Esta expresión del conflicto industrial, inevitable e irreprimible, primero se persigue por el derecho (considerando la concertación de los trabajadores como maquinación para alterar el precio de las cosas) en el terreno penal, después se tolera, sin represión penal pero con la consideración de la negativa a trabajar como incumplimiento contractual sancionable por el empresario, y finalmente se protege, consagrando un verdadero derecho de huelga que hace que, en las condiciones legales establecidas, la negativa de los trabajadores a desarrollar su prestación laboral no pueda considerarse un incumplimiento contractual sancionable.
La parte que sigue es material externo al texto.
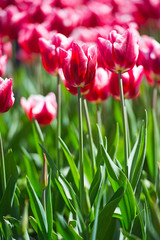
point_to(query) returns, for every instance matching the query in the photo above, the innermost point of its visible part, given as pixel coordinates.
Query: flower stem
(98, 115)
(3, 172)
(124, 124)
(89, 134)
(80, 148)
(58, 119)
(154, 96)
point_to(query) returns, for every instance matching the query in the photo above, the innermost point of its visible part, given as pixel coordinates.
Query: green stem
(58, 119)
(124, 124)
(80, 148)
(44, 199)
(98, 115)
(2, 162)
(89, 134)
(154, 96)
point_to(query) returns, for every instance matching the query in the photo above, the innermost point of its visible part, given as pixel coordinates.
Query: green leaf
(67, 232)
(118, 179)
(95, 186)
(37, 209)
(33, 223)
(87, 166)
(49, 209)
(153, 145)
(50, 161)
(105, 215)
(31, 171)
(113, 143)
(8, 196)
(139, 156)
(130, 236)
(154, 209)
(71, 163)
(99, 197)
(65, 192)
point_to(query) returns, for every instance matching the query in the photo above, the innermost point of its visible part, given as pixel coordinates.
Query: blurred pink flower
(131, 83)
(99, 91)
(49, 53)
(43, 109)
(149, 57)
(120, 51)
(79, 64)
(29, 36)
(6, 94)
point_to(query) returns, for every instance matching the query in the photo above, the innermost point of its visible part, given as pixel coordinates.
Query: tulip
(131, 83)
(149, 57)
(63, 20)
(6, 95)
(99, 89)
(70, 88)
(11, 20)
(3, 65)
(29, 36)
(41, 108)
(49, 53)
(79, 64)
(119, 52)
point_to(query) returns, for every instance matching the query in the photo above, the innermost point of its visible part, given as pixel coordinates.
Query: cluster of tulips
(96, 49)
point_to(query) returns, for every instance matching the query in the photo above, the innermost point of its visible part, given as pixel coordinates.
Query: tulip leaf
(31, 171)
(129, 236)
(66, 230)
(154, 209)
(95, 186)
(50, 161)
(105, 215)
(49, 208)
(8, 196)
(71, 163)
(139, 156)
(112, 148)
(37, 209)
(64, 189)
(153, 145)
(99, 197)
(118, 179)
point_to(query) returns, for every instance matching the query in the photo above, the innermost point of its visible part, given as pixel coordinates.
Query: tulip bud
(49, 53)
(43, 109)
(131, 83)
(79, 64)
(29, 36)
(6, 95)
(119, 52)
(99, 91)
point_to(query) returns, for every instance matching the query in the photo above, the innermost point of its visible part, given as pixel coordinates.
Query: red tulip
(63, 20)
(131, 83)
(11, 20)
(99, 91)
(79, 64)
(29, 36)
(3, 65)
(48, 50)
(119, 52)
(41, 108)
(149, 57)
(6, 95)
(71, 89)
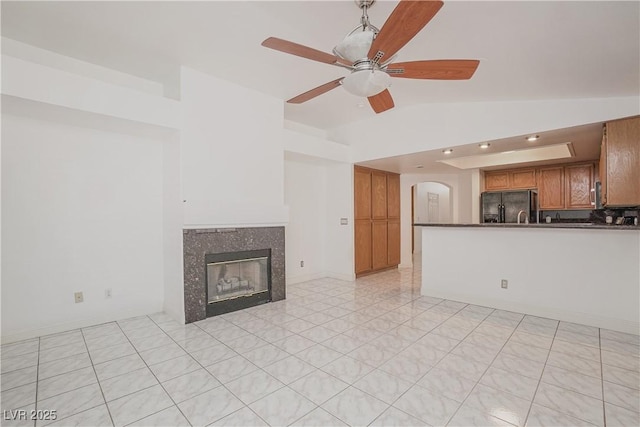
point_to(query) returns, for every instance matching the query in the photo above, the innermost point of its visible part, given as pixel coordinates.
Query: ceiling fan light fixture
(355, 45)
(366, 82)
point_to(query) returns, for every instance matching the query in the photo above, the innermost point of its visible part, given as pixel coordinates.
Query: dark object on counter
(504, 206)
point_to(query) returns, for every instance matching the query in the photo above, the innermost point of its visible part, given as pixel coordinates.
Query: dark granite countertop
(576, 225)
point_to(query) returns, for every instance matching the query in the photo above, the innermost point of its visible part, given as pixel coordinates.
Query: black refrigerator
(504, 206)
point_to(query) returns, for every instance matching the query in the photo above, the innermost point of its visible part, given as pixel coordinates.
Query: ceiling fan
(369, 54)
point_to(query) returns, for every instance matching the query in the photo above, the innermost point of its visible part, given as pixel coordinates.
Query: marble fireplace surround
(198, 242)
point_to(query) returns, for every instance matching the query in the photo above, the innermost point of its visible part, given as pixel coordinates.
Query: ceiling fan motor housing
(367, 79)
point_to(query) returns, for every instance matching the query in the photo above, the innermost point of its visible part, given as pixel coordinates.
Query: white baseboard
(20, 335)
(589, 319)
(292, 280)
(178, 317)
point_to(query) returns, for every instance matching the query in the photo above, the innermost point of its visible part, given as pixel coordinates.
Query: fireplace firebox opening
(237, 280)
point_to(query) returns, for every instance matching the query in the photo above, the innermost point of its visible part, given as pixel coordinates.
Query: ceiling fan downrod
(364, 20)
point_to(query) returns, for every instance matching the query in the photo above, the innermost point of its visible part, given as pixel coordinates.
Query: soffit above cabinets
(575, 144)
(511, 157)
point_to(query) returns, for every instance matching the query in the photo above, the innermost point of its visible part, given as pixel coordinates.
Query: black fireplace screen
(237, 280)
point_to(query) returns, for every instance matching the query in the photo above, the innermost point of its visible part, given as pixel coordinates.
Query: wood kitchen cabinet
(363, 249)
(523, 178)
(620, 163)
(551, 188)
(579, 186)
(496, 180)
(378, 195)
(362, 195)
(377, 220)
(510, 179)
(393, 196)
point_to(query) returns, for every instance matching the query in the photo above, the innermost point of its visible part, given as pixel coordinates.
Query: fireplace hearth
(210, 289)
(237, 280)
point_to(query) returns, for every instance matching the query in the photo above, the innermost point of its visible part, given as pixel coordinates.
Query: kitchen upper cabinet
(523, 178)
(565, 186)
(496, 180)
(363, 246)
(620, 163)
(551, 188)
(393, 236)
(510, 179)
(579, 185)
(377, 220)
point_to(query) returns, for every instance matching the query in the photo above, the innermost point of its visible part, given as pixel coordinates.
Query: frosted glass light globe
(366, 82)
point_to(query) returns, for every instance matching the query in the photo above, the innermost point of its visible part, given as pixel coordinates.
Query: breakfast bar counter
(574, 272)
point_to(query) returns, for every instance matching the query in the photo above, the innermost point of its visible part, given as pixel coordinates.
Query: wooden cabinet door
(363, 246)
(379, 244)
(393, 238)
(551, 188)
(623, 162)
(496, 180)
(523, 178)
(602, 169)
(378, 195)
(578, 185)
(362, 193)
(393, 196)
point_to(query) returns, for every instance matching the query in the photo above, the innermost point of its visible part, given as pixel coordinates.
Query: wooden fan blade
(381, 102)
(406, 20)
(304, 97)
(443, 69)
(302, 51)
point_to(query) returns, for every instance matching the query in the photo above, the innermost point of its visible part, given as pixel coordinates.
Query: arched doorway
(431, 203)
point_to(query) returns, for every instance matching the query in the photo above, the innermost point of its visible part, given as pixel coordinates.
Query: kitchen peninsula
(581, 273)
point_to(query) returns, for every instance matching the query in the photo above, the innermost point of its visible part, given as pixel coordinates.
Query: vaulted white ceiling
(528, 50)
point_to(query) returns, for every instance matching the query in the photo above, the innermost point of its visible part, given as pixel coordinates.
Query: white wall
(340, 255)
(421, 208)
(318, 193)
(47, 58)
(172, 231)
(306, 197)
(459, 184)
(231, 154)
(82, 210)
(436, 126)
(584, 276)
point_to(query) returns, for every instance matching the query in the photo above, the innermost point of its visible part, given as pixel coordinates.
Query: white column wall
(306, 197)
(82, 210)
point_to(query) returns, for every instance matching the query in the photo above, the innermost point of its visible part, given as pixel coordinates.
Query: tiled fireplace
(226, 269)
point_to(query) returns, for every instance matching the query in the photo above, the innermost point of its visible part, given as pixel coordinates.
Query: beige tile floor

El reconocimiento de un derecho implica, necesariamente, el establecimiento de condiciones y la fijación de límites para su ejercicio. Y el debate, históricamente, ha girado en torno a eso. Fundamentalmente en torno a si el derecho de huelga debía ser, exclusivamente, instrumental a los procesos de negociación colectiva, para permitir reequilibrar las fuerzas en los mismos, y en torno a si, al recurrir a la huelga, debía respetarse la equivalencia o proporcionalidad de los sacrificios o si, por el contrario, la lógica de la huelga implicaba la legitimidad de buscar causar el mayor daño posible con el menos costo posible para los huelguistas.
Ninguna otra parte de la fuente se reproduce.